According to a report from NBC News, an Alaska state senator is already finding travel in her state increasingly difficult after Alaska Airlines banned her from their flights for repeated battles over wearing a mask as the coronavirus pandemic continues on.

State Senator Lora Reinbold (R-Eagle River) has been told she is persona non grata by the airline after complaining about "mask tyranny" when she attempts to travel.

In a statement to the Anchorage Daily News, airline spokesperson Tim Thompson explained, "We have notified Senator Lora Reinbold that she is not permitted to fly with us for her continued refusal to comply with employee instruction regarding the current mask policy," adding the ban is effective immediately.

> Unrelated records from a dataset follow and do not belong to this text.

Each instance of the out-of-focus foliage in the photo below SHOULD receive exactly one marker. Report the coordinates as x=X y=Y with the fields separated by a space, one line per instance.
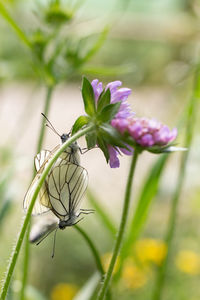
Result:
x=150 y=44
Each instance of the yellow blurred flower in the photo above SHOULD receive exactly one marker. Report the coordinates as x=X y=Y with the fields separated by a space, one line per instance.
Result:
x=150 y=250
x=188 y=262
x=106 y=258
x=64 y=291
x=133 y=276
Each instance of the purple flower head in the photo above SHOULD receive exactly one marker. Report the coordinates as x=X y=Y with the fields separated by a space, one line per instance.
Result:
x=117 y=95
x=146 y=132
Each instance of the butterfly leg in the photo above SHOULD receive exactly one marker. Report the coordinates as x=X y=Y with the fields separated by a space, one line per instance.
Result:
x=87 y=210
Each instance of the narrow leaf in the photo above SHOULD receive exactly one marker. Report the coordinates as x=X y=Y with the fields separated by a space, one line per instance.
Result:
x=88 y=97
x=79 y=123
x=91 y=139
x=102 y=145
x=89 y=287
x=109 y=111
x=104 y=100
x=97 y=45
x=101 y=213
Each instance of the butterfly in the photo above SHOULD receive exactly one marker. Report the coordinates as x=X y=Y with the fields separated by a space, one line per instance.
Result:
x=63 y=189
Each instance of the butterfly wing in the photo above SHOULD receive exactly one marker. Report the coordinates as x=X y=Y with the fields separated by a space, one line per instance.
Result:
x=42 y=203
x=66 y=185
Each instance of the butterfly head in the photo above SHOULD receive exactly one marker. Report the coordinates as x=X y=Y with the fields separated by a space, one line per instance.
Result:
x=64 y=137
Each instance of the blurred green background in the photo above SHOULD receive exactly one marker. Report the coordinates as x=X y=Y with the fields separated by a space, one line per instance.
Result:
x=152 y=47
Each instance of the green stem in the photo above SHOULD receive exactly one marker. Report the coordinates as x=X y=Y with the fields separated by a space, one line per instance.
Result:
x=17 y=247
x=39 y=147
x=92 y=248
x=122 y=226
x=26 y=264
x=46 y=111
x=95 y=254
x=159 y=284
x=14 y=25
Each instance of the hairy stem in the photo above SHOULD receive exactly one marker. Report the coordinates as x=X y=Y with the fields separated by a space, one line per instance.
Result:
x=17 y=248
x=39 y=147
x=122 y=226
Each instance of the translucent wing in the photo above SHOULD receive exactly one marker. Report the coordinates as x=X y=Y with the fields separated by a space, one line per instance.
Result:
x=40 y=158
x=66 y=186
x=42 y=203
x=42 y=226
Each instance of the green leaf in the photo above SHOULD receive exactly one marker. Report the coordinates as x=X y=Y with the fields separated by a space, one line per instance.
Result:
x=91 y=139
x=79 y=123
x=88 y=97
x=104 y=100
x=111 y=136
x=102 y=145
x=102 y=214
x=148 y=193
x=5 y=208
x=97 y=45
x=109 y=111
x=88 y=289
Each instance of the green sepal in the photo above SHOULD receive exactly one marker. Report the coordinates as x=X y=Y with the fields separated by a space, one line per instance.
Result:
x=102 y=145
x=91 y=139
x=104 y=100
x=79 y=123
x=88 y=97
x=109 y=111
x=111 y=136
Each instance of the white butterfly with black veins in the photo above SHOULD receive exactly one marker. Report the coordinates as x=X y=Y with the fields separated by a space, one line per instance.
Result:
x=63 y=189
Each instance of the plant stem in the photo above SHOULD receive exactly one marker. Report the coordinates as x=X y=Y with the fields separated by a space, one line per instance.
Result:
x=39 y=147
x=191 y=113
x=122 y=226
x=14 y=25
x=26 y=263
x=92 y=248
x=14 y=255
x=95 y=254
x=46 y=111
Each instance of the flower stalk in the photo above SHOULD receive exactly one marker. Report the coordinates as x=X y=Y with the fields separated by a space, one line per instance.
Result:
x=39 y=147
x=26 y=220
x=191 y=116
x=122 y=227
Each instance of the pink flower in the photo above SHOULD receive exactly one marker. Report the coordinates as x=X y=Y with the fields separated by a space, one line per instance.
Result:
x=117 y=95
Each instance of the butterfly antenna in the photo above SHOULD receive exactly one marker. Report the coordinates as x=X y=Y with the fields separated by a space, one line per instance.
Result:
x=50 y=125
x=54 y=243
x=44 y=237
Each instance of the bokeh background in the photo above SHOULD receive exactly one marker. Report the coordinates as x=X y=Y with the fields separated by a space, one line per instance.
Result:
x=152 y=47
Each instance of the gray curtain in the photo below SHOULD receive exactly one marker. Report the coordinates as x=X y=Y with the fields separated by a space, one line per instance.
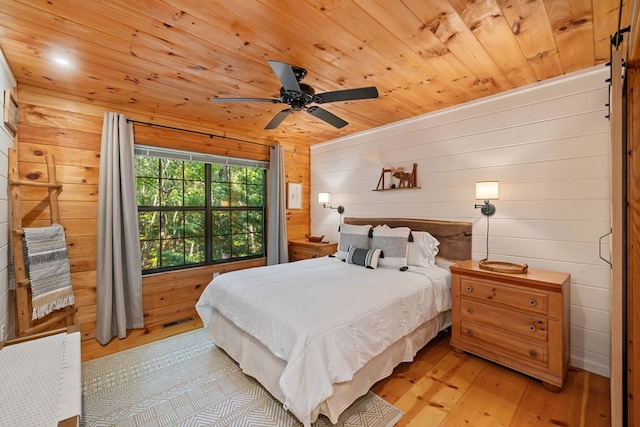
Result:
x=119 y=281
x=277 y=245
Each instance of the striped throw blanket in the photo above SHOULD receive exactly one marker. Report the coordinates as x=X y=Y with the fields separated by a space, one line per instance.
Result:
x=47 y=264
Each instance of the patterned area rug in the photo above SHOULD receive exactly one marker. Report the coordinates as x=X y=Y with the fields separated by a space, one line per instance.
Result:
x=186 y=380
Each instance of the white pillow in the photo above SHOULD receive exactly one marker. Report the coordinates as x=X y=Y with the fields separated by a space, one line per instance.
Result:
x=365 y=257
x=394 y=243
x=423 y=250
x=352 y=235
x=444 y=262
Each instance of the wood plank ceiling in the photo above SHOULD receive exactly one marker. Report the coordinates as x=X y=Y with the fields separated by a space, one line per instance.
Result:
x=168 y=58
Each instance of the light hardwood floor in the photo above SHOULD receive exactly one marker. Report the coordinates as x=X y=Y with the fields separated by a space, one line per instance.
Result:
x=444 y=388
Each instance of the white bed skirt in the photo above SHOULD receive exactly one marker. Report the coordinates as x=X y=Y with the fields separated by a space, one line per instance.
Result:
x=258 y=362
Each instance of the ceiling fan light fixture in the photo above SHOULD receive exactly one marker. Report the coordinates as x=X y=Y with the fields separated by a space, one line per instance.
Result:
x=299 y=95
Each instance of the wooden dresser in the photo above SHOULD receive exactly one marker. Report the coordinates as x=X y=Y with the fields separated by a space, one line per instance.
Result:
x=304 y=249
x=518 y=320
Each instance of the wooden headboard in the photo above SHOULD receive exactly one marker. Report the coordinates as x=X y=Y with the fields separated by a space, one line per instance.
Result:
x=454 y=236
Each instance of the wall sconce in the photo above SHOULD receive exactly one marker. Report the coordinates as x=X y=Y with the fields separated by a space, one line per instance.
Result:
x=325 y=198
x=487 y=190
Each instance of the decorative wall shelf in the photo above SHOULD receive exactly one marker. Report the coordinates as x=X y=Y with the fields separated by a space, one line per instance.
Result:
x=397 y=188
x=406 y=179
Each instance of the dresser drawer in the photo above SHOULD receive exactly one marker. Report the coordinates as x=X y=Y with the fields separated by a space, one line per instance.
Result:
x=524 y=325
x=522 y=299
x=501 y=347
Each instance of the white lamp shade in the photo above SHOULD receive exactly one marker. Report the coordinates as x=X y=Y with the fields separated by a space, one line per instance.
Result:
x=324 y=197
x=487 y=190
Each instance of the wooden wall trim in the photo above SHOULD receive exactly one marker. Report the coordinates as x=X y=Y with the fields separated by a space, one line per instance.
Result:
x=633 y=252
x=617 y=234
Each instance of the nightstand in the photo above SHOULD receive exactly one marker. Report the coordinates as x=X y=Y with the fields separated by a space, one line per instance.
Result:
x=520 y=321
x=303 y=249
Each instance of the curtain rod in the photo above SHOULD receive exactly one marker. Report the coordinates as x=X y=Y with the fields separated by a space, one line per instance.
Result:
x=210 y=135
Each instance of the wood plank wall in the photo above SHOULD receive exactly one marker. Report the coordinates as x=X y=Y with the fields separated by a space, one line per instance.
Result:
x=72 y=132
x=633 y=249
x=547 y=145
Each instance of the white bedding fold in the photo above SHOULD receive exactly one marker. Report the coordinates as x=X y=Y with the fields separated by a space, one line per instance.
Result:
x=325 y=318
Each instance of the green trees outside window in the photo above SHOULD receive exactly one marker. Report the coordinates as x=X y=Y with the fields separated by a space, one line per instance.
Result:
x=193 y=213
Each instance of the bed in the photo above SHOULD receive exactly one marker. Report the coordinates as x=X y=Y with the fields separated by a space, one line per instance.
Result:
x=318 y=333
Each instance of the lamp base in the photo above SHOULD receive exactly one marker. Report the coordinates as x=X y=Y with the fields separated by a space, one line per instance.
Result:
x=503 y=267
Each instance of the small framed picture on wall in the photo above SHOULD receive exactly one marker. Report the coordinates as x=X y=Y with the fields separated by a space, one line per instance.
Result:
x=294 y=195
x=10 y=113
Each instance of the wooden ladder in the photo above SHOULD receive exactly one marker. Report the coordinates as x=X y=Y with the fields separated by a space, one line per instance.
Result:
x=25 y=325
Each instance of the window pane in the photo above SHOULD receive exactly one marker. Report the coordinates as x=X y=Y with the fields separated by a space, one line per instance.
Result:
x=238 y=174
x=147 y=166
x=150 y=250
x=194 y=250
x=221 y=223
x=172 y=225
x=172 y=252
x=172 y=169
x=220 y=194
x=219 y=173
x=194 y=171
x=171 y=192
x=194 y=224
x=221 y=247
x=238 y=195
x=240 y=245
x=147 y=191
x=194 y=193
x=238 y=222
x=149 y=224
x=254 y=195
x=255 y=176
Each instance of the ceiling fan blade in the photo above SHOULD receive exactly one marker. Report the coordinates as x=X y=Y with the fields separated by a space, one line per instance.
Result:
x=328 y=117
x=346 y=95
x=274 y=101
x=278 y=118
x=287 y=77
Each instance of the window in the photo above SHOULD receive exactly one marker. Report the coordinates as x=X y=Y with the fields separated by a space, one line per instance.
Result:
x=198 y=210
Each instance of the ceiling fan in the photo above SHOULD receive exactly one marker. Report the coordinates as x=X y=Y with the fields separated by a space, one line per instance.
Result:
x=299 y=95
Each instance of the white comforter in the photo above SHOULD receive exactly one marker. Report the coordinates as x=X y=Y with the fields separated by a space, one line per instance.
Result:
x=325 y=318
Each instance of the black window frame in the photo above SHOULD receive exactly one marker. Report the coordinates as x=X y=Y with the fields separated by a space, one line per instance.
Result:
x=209 y=210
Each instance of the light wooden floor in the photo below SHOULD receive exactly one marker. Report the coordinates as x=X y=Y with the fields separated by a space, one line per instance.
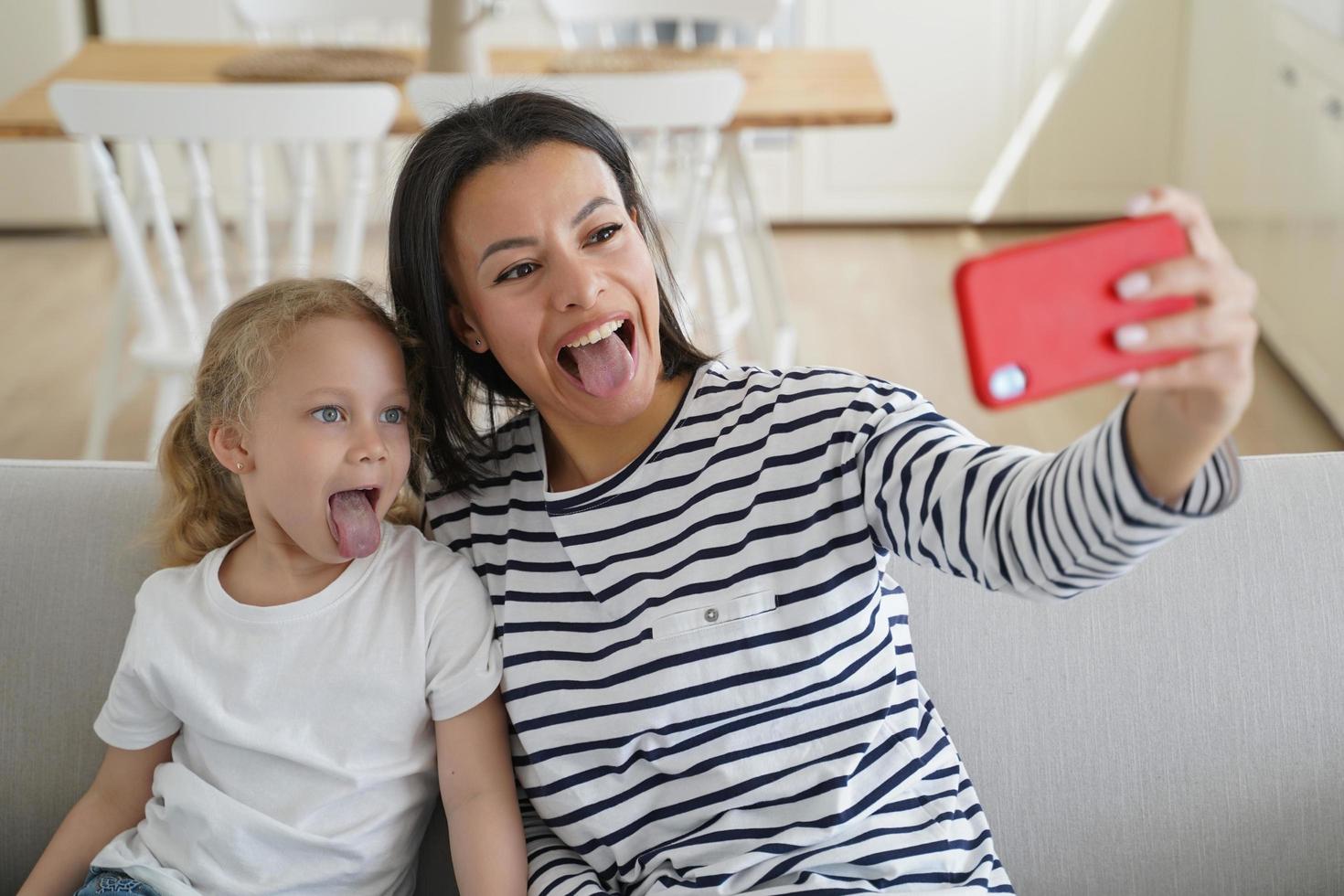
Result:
x=874 y=300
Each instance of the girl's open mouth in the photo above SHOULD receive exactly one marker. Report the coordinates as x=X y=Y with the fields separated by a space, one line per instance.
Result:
x=603 y=360
x=352 y=517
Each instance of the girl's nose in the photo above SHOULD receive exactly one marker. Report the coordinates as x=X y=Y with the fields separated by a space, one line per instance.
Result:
x=368 y=445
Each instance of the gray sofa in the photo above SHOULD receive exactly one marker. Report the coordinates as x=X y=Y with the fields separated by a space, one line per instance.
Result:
x=1180 y=731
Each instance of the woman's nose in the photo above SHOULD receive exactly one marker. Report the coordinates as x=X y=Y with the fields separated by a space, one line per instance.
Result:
x=577 y=286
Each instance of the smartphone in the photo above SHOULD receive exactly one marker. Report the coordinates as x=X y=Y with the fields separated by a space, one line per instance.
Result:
x=1038 y=318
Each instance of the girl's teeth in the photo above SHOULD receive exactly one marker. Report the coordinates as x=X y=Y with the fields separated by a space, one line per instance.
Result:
x=597 y=335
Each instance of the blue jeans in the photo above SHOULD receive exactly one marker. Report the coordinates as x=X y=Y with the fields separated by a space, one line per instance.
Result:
x=109 y=880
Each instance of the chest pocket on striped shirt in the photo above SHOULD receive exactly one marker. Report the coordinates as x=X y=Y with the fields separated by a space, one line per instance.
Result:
x=712 y=614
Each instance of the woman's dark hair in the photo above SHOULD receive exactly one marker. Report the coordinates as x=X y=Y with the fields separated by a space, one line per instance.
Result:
x=476 y=136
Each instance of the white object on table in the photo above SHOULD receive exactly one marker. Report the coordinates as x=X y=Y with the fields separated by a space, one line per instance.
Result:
x=174 y=315
x=335 y=22
x=737 y=231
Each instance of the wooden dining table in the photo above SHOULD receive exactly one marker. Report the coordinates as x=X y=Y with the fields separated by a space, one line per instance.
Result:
x=786 y=88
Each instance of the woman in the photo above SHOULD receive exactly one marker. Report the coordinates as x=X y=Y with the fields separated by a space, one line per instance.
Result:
x=707 y=669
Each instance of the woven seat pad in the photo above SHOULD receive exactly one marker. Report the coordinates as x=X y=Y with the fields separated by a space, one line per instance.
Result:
x=319 y=63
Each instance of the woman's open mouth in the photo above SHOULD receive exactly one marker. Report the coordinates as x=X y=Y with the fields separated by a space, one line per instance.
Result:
x=601 y=360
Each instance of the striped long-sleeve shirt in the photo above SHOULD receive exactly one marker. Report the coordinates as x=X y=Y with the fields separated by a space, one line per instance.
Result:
x=707 y=667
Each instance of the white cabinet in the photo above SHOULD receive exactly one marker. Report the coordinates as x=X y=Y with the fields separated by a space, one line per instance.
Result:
x=960 y=74
x=43 y=183
x=1264 y=145
x=1301 y=191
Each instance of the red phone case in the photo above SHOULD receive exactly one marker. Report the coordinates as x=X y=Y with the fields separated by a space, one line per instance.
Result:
x=1040 y=317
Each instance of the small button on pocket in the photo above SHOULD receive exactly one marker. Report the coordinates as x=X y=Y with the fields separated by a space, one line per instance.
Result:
x=720 y=613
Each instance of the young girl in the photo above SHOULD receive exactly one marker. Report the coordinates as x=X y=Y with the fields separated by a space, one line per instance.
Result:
x=707 y=667
x=292 y=677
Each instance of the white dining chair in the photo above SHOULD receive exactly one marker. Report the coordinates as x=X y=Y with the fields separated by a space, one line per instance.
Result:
x=735 y=228
x=174 y=293
x=389 y=23
x=672 y=121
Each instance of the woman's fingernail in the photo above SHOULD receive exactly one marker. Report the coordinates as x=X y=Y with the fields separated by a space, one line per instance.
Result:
x=1131 y=336
x=1138 y=205
x=1135 y=283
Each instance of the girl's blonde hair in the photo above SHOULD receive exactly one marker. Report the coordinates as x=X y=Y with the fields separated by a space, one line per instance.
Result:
x=202 y=507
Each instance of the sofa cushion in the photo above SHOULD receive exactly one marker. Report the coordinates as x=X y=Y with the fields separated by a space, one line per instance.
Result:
x=1175 y=732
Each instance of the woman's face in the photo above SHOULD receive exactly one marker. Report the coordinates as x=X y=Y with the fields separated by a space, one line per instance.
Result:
x=555 y=280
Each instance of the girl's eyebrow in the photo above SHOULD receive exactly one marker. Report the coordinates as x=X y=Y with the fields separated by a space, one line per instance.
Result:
x=514 y=242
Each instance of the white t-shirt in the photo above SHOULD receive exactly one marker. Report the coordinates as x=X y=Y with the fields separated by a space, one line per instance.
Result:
x=305 y=762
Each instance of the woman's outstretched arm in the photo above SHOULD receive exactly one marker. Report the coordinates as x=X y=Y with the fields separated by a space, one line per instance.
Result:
x=1181 y=412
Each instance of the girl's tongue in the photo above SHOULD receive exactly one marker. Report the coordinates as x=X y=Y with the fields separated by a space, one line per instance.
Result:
x=354 y=524
x=603 y=367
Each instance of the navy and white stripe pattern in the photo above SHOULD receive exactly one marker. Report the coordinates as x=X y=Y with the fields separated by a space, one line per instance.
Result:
x=707 y=667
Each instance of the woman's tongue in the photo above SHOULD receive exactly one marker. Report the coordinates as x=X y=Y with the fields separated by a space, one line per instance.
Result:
x=603 y=367
x=354 y=524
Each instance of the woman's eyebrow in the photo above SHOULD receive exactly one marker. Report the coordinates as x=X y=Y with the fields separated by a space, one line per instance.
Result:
x=514 y=242
x=588 y=209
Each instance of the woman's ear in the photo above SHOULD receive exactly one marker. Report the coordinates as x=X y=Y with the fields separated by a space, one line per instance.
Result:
x=466 y=331
x=226 y=441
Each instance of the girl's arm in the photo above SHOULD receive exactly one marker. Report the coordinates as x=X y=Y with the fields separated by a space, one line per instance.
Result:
x=476 y=781
x=114 y=802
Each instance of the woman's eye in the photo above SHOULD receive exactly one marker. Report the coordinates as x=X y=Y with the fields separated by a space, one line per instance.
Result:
x=326 y=414
x=517 y=272
x=603 y=234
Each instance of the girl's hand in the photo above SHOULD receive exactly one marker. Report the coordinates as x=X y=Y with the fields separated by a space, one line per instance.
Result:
x=1180 y=412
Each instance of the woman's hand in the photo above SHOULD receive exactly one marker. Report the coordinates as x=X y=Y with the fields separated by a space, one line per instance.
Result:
x=1180 y=412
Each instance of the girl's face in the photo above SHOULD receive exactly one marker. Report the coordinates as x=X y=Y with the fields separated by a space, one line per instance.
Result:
x=555 y=280
x=328 y=446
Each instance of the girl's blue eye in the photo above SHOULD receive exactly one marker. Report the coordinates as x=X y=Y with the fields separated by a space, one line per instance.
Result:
x=605 y=234
x=517 y=272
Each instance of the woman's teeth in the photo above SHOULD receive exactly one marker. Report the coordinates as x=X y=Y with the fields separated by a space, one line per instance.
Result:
x=597 y=335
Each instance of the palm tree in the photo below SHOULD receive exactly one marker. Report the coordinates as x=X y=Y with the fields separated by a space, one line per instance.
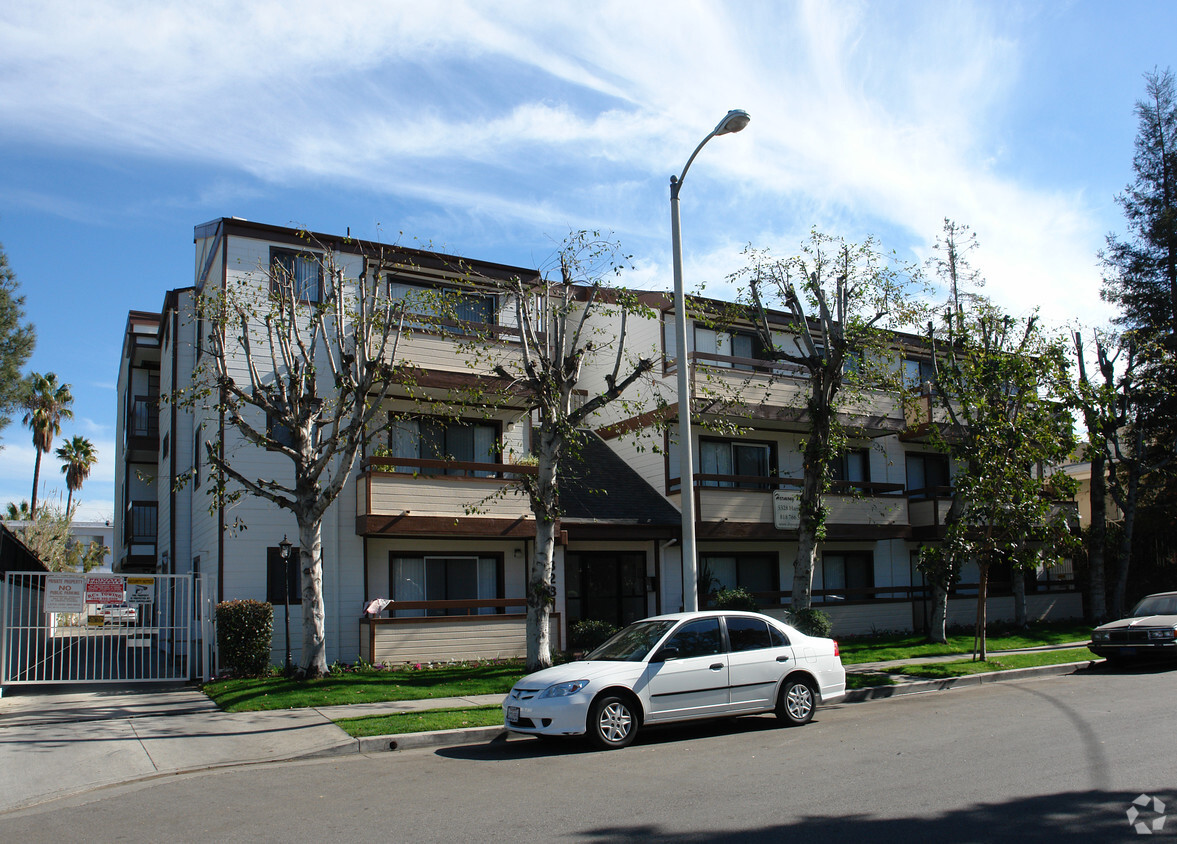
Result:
x=46 y=403
x=18 y=512
x=78 y=457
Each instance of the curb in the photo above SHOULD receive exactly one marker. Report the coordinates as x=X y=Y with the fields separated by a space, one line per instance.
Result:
x=497 y=735
x=924 y=686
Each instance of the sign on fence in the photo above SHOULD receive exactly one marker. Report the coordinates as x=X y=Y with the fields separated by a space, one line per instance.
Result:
x=105 y=589
x=65 y=593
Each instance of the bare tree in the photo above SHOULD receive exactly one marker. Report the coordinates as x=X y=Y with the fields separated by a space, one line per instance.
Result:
x=301 y=372
x=842 y=297
x=563 y=324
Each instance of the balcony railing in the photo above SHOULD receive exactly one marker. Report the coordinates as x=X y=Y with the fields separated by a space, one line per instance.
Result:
x=401 y=486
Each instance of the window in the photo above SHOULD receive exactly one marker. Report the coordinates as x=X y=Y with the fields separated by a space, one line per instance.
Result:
x=917 y=373
x=747 y=633
x=605 y=586
x=848 y=572
x=444 y=301
x=697 y=638
x=419 y=577
x=299 y=272
x=278 y=572
x=925 y=473
x=756 y=572
x=852 y=466
x=278 y=432
x=436 y=439
x=729 y=457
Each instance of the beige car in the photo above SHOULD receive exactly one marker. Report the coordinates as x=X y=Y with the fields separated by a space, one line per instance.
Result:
x=1149 y=631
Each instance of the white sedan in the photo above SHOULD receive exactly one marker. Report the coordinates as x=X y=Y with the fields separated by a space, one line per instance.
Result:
x=678 y=668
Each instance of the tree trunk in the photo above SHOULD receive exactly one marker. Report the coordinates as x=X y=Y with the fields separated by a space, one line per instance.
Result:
x=938 y=630
x=37 y=476
x=811 y=506
x=981 y=651
x=313 y=662
x=540 y=592
x=1019 y=596
x=1097 y=537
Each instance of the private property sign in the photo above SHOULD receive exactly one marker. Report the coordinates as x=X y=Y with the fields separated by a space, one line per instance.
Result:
x=65 y=593
x=104 y=589
x=786 y=510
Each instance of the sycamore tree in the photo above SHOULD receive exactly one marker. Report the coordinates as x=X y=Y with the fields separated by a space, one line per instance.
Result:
x=1001 y=381
x=564 y=323
x=843 y=299
x=298 y=360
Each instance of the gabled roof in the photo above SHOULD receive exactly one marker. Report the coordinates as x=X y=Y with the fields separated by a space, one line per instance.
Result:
x=598 y=487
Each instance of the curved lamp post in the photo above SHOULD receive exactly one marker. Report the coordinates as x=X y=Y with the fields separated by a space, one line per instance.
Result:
x=736 y=120
x=284 y=551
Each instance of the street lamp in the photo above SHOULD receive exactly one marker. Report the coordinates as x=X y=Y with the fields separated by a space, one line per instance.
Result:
x=736 y=120
x=284 y=551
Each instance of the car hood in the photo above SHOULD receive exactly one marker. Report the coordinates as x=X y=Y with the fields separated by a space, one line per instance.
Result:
x=582 y=670
x=1142 y=622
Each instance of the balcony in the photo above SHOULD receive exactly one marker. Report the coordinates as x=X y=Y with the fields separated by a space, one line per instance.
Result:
x=418 y=497
x=775 y=393
x=733 y=505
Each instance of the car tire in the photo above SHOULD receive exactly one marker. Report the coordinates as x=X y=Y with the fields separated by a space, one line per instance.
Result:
x=796 y=702
x=612 y=722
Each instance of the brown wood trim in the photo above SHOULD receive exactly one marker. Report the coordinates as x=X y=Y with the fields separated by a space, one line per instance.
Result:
x=445 y=526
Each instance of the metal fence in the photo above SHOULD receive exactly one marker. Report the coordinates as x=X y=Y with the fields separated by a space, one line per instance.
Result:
x=67 y=627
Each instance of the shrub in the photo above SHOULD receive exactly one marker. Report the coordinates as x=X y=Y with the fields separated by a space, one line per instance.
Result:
x=736 y=598
x=244 y=633
x=586 y=633
x=811 y=622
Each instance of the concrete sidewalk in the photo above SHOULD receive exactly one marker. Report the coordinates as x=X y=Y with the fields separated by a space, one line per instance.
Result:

According to the NBC reports, "Reinbold was recorded in Juneau International Airport arguing with Alaska Airlines staff about mask policies. A video posted to social media appears to show airline staff telling Reinbold her mask must cover her nose and mouth," with the lawmaker later complaining to a local paper she had only been discussing "mask exemption with uptight employees at the counter" before being allowed to board her flight.

That was the last straw for the airline -- after her protestations about "mask tyranny" -- which is a main carrier in the state and will hamper her ability to attend legislative sessions.

According to NBC, "Reinbold has been a vocal opponent to Covid-19 mitigation measures and has repeatedly objected to Alaska Airlines' mask policy... Last year, she referred to Alaska Airlines staff as 'mask bullies' after being asked by flight attendants to wear a mask aboard a flight, the newspaper reported. After the incident, she reportedly sent a cake to some flight attendants bearing the inscription: 'I'm sorry if I offended you'."

The report notes that the GOP lawmaker hopes to convince the airline to allow her back on board again after she was forced to travel to the capital of the state on Sunday "via an arduous 14-plus-hour car ride, including a jaunt through Canada, to reach a ferry to the capital," the report states.